← All posts Post 01

How Blackreach works and why I built it differently


This is the writeup on how it works and why it's built the way it is. For stats, the demo video, and install instructions, see the project page →

Every autonomous web agent I tried had the same problem. It worked on the demo site and fell apart on anything real. Cloudflare would catch it in seconds. JavaScript-rendered content was completely invisible to it. Rate limit responses came back as 200 OK with an error page in the body, and the agent would report success, save garbage, and move on. I'd find out hours later when I opened the file.

The specific task that pushed me to build this was downloading the full Linear A inscription corpus from sigla.phis.me. 847 inscriptions, each with photographs, sign annotations, and transliterations. No public API. Data scattered across hundreds of individual pages with JavaScript-rendered pagination. I tried three different frameworks. All of them died on page 2 when the pagination loaded dynamically. One of them saved 847 copies of the same 403 error page and reported 100% success. That's when I stopped looking for an existing solution. Blackreach is what I built instead.

The ReAct loop

At the core is a ReAct loop. The agent gets a task, reasons through what to do next, takes an action, observes what happened, and repeats.
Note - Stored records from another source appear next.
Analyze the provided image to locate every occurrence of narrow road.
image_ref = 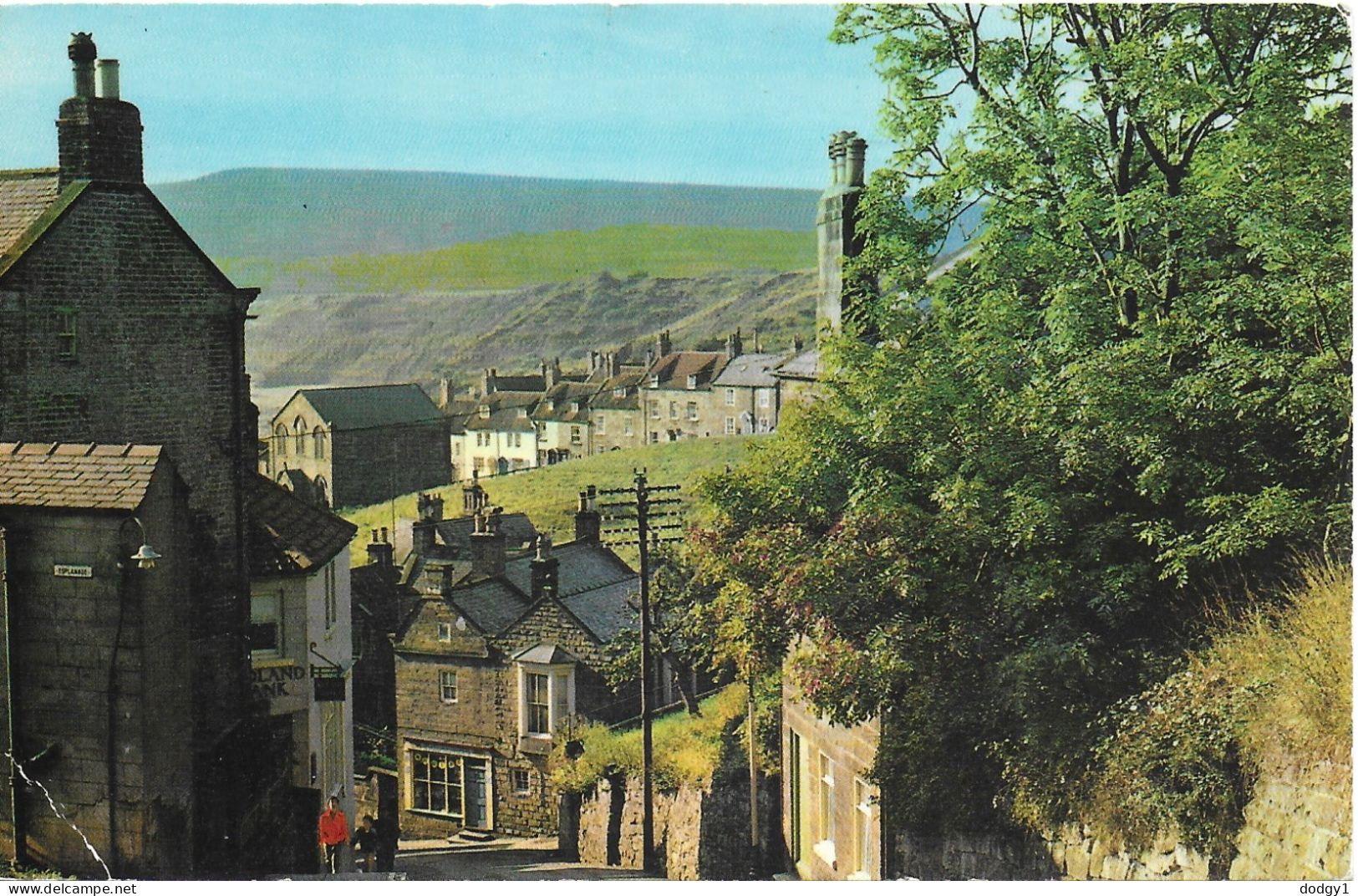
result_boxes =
[395,839,664,881]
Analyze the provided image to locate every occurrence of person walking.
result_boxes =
[353,815,378,873]
[317,797,349,874]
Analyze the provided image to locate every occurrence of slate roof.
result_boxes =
[0,168,58,257]
[294,383,443,429]
[561,576,641,642]
[506,542,637,603]
[463,406,537,433]
[246,474,359,577]
[647,352,726,389]
[532,383,599,424]
[773,349,821,380]
[0,441,160,511]
[452,578,532,635]
[435,513,538,557]
[712,353,786,389]
[589,369,647,410]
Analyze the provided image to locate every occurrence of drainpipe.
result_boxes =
[0,528,28,865]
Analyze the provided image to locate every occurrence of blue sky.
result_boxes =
[0,0,888,189]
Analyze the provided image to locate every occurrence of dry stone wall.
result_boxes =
[893,763,1353,881]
The loop isn't the interesting part. The observation is.

Thought: I need the inscription table on this page
Action: navigate("https://sigla.phis.me/")
Observation: Page loaded. Nav: [About, Database, Signs].
  Main: table, 847 rows, columns [ID, Site, Text, Image].
  Interactive: pagination controls, export button.
Thought: extract all rows and handle pagination
Action: extract_table(selector=".inscription-table", paginate=True)
...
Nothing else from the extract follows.